“The Issue of Race”
Journalists talk about “the issue of race” in the current political campaign. “The issue of race” is somehow present because, presumably, one of the half-black Democratic candidates looks all-black. (I guess there’s no such thing as a “dark-skinned caucasian”, at least in the sense of being half-black.) However, the issue of race is such a non-issue that journalists rarely find it necessary to say precisely what is “the issue”. And, hence, the issue.
The “issue” of race is that Americans are both afraid to discuss a person’s race and at the same time compelled to discuss it. Somehow, race matters, but it only matters in some vague way that affects other people’s judgment. And everyone seems to know that race is a “sensitive” issue. They prove it through their fear of telling you what’s so sensitive about it.
It’s a ridiculous farce when people broadcast their private, embarassing neuroses in a public forum. A good number of classic Hollywood comedies have used this premise, and I think “the race issue” would yield another classic.

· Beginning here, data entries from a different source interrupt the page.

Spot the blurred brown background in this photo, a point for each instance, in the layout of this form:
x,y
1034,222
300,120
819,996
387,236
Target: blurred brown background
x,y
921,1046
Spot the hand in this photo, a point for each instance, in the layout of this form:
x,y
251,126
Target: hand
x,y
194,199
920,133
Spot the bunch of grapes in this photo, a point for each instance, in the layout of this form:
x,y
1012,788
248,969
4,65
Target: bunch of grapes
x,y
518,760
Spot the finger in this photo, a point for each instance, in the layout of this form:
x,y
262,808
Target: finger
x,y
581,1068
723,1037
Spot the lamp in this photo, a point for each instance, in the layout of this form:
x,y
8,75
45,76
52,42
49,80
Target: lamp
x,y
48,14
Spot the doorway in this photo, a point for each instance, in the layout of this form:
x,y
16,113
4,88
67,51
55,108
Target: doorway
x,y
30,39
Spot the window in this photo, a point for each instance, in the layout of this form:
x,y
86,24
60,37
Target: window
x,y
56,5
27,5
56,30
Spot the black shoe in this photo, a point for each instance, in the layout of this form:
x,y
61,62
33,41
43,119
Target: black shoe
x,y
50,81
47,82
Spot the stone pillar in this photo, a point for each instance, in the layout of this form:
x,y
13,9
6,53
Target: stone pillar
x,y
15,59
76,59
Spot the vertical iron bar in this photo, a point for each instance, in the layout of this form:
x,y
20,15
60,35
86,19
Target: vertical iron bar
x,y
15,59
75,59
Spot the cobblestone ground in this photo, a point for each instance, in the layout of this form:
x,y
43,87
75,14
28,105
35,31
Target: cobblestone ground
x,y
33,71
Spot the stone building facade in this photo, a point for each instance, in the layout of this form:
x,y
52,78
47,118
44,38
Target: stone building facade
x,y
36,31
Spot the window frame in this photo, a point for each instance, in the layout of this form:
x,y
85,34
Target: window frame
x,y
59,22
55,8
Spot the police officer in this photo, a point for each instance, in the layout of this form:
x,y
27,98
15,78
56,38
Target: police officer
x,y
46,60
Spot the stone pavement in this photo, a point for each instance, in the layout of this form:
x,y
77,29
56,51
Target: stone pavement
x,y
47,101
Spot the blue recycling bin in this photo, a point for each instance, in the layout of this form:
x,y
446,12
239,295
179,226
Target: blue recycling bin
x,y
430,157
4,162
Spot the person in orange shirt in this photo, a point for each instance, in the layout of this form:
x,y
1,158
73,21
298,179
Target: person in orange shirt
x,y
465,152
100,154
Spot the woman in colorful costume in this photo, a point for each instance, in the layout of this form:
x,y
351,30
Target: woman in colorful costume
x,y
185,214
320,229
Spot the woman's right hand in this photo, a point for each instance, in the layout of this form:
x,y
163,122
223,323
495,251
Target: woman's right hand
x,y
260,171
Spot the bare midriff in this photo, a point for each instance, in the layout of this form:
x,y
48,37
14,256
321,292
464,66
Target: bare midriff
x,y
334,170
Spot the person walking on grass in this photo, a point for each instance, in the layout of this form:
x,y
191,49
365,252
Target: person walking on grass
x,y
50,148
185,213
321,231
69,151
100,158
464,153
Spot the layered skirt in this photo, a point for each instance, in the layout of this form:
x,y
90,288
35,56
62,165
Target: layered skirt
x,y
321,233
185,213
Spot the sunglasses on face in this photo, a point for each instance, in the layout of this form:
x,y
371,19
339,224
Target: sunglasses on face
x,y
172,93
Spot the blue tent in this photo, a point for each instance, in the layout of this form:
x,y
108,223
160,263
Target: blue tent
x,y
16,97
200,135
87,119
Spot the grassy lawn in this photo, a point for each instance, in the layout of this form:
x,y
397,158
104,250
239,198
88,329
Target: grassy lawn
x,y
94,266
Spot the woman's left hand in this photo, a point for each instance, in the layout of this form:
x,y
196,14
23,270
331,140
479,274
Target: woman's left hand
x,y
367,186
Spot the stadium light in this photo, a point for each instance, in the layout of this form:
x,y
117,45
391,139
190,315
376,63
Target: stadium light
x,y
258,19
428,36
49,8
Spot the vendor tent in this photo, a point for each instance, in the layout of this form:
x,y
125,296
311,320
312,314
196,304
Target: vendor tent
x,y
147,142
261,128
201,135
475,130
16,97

It’s as if Obama is Superman, and his blackness is like the ability to outrace a speeding train. Hillary, a mere mortal, has no such super powers. Alas, all Hillary can do is say:
“You know, the problem with this Obama is that he’s no Flash Gordon. If you want a Flash Gordon for president, then elect Flash Gordon. Oh, wait a second. I’m sorry. Flash Gordon is dead. I guess you pathetic bastards will have to vote for me. I can’t outrace a train, but at least I know how to handle my fucking kryptonite.”